Beyond Ineffective: How Unreliable AI Detection Actively Harms Students
A free section from my course about why we shouldn't be using unreliable AI detectors in education
I started this blog with a plea to shift away from surveilling students and not adopting AI detection. With the start of the fall semester, many universities and schools that rushed to adopt AI detectors or ban ChatGPT have since done an about-face or turned them off because they don’t reliably work and likely never will.
It’s my hope this fall puts an end to so-called AI detectors in education, but the underlying desire to monitor students through surveillance isn’t going anywhere. We’re sure to see calls for increasingly intrusive measures and should resist these.
Below are just a few of the most recent updates:
From OpenAI’s How can educators respond to students presenting AI-generated content as their own?
Do AI detectors work?
In short, no. While some (including OpenAI) have released tools that purport to detect AI-generated content, none of these have proven to reliably distinguish between AI-generated and human-generated content.

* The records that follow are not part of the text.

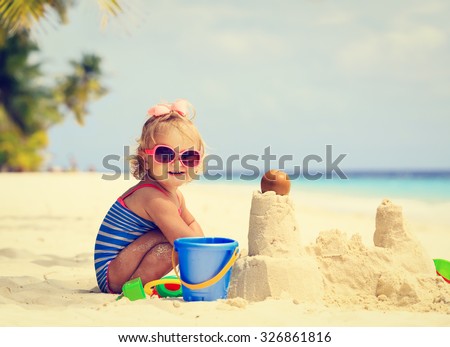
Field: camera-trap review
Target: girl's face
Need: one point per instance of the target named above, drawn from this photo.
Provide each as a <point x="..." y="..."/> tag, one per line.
<point x="174" y="174"/>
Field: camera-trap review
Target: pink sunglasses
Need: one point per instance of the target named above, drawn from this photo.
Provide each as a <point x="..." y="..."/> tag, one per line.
<point x="165" y="155"/>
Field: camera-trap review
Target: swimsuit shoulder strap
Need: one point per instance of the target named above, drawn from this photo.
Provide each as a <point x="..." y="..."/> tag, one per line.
<point x="123" y="197"/>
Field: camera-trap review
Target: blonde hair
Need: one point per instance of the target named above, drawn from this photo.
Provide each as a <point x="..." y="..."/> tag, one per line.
<point x="163" y="124"/>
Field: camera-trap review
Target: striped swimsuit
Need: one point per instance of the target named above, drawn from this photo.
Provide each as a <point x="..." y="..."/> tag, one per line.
<point x="119" y="228"/>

Additionally, ChatGPT has no “knowledge” of what content could be AI-generated. It will sometimes make up responses to questions like “did you write this [essay]?” or “could this have been written by AI?” These responses are random and have no basis in fact.
From the NYTs Despite Cheating Fears, Schools Repeal ChatGPT Bans
As schools reopen for fall, educators and district leaders are wrestling with complex questions posed by the A.I. tools: What should writing assignments look like in an era when students can simply employ chatbots to generate prose for them? How can schools, teachers and students use the bots effectively and creatively? Does it still count as cheating if a student asks a bot to fabricate a rough draft that they then rewrite themselves?

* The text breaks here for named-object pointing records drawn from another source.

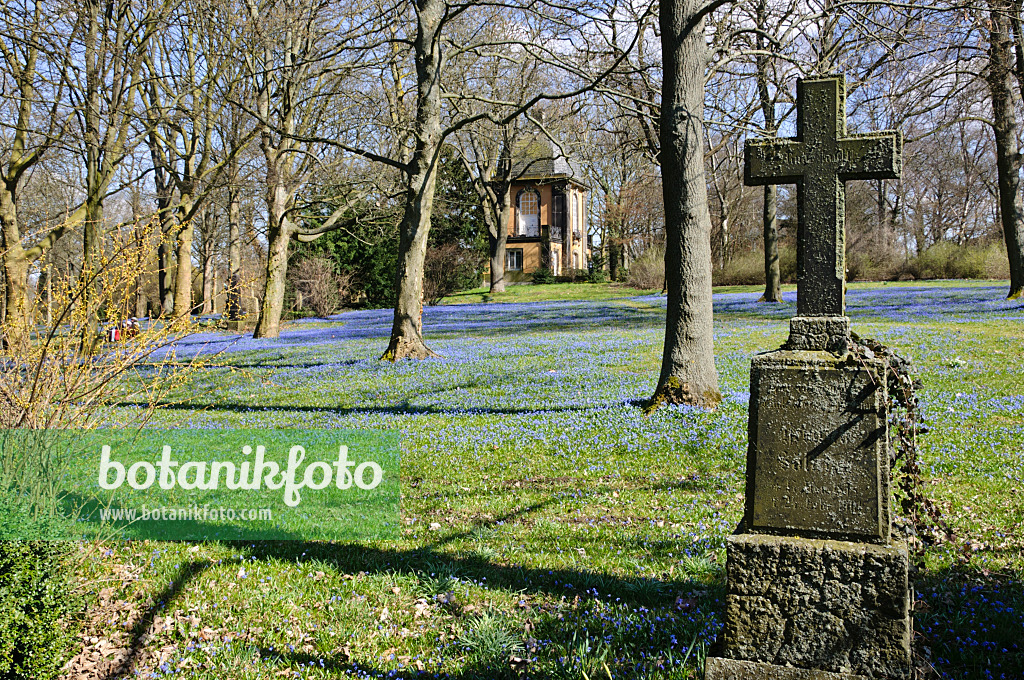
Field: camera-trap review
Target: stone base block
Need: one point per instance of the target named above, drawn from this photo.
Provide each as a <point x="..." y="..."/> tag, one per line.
<point x="729" y="669"/>
<point x="826" y="605"/>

Vanderbilt University shuts down their AI detector within Turnitin because of too many false positives:
To put that into context, Vanderbilt submitted 75,000 papers to Turnitin in 2022. If this AI detection tool was available then, around 3,000 student papers would have been incorrectly labeled as having some of it written by AI. Instances of false accusations of AI usage being leveled against students at other universities have been widely reported over the past few months, including multiple instances that involved Turnitin (Fowler, 2023; Klee, 2023). In addition to the false positive issue, AI detectors have been found to be more likely to label text written by non-native English speakers as AI-written (Sample, 2023)
The University of Pittsburg also shut off the AI detector within Turnitin:
Based on their professional judgment, the Teaching Center has concluded that “current AI detection software is not yet reliable enough to be deployed without a substantial risk of false positives and the consequential issues such accusations imply for both students and faculty. Use of the detection tool at this time is simply not supported by the data and does not represent a teaching practice that we can endorse or support.”

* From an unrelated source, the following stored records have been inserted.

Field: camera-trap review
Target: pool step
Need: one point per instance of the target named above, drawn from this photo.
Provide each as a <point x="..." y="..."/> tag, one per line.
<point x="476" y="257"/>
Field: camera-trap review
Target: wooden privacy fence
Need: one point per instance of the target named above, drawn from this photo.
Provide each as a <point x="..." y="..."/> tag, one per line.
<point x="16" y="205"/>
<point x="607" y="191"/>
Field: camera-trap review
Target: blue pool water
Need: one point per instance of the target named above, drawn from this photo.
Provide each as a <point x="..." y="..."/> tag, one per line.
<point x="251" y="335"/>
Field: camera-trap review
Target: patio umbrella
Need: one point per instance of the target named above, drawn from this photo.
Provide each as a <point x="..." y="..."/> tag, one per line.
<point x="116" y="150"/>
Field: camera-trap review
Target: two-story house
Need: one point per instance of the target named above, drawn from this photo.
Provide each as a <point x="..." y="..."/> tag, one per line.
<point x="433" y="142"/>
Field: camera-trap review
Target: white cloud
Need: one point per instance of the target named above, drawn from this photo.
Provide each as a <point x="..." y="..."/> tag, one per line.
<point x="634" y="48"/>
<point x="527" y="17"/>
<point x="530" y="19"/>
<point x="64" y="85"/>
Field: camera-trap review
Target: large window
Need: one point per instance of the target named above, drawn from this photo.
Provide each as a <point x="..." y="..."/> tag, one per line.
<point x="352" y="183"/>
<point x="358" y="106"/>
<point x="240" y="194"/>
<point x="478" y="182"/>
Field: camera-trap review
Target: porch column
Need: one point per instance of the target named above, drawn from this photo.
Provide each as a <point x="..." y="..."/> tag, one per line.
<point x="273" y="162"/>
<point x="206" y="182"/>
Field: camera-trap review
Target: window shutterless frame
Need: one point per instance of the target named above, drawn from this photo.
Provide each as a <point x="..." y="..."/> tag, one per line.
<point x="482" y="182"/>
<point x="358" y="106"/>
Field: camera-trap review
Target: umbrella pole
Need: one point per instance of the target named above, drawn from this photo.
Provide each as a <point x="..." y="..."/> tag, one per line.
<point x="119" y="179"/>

The recently published Evaluating the efficacy of AI content detection tools in differentiating between human and AI-generated text
While this study indicates that AI-detection tools can distinguish between human and AI-generated content to a certain extent, their performance is inconsistent and varies depending on the sophistication of the AI model used to generate the content. This inconsistency raises concerns about the reliability of these tools, especially in high-stakes contexts such as academic integrity investigations. Therefore, while AI-detection tools may serve as a helpful aid in identifying AI-generated content, they should not be used as the sole determinant in academic integrity cases.
Education panicked over ChatGPT and rushed to adopt a technological solution to deal with generated content instead of spending the resources and time to develop alternative, critical approaches to generative AI in education. I recently wrote a post about what we’ve been trying here at the University of Mississippi to help train faculty for WCET Frontiers: The Promise and Challenges of AI in Higher Ed.
I also did an interview for the Observer about how generative AI forces educators to reckon with some core questions about what it means to learn or why students pay money to go to college.
Watkins concurred, “We’ve been so focused for the past almost 50 years on telling everyone ‘you have to have to have a college degree and everything else to have a life’ that we’ve lost the fact that part of the reason you go to college isn’t to get to that degree, but to teach yourself to ask questions about the world. And I think generative A.I. will maybe drive a much deeper conversation about what that question is.”
I’m including a free module from my online course about the challenges AI detectors pose to education.
AI Detectors a Digital Arms Race
Video Chapters
00:00 AI Detection Introduction
00:57 How We Teach Works
01:40 AI Detectors
04:25 Unreliable
05:40 Bias
06:45 False Positives
07:44 OpenAI's Text Classifier
08:58 FTC Waring
10:15 TurnItIn AI Detector
11:17 Surveillance
12:58 Bluebooks
16:05 Trust Matters
18:58 Ethical Principles for AI Detection
20:30 Principles Continued
Pause Before Uploading Student Work
When we upload work for a plagiarism check, we can do so because students have granted us an extremely limited license to check their work in the context of academic honesty. Students still hold the copyright to their work, and we need to be respectful of students’ data rights. Uploading student work to third-party websites always needs clear consent.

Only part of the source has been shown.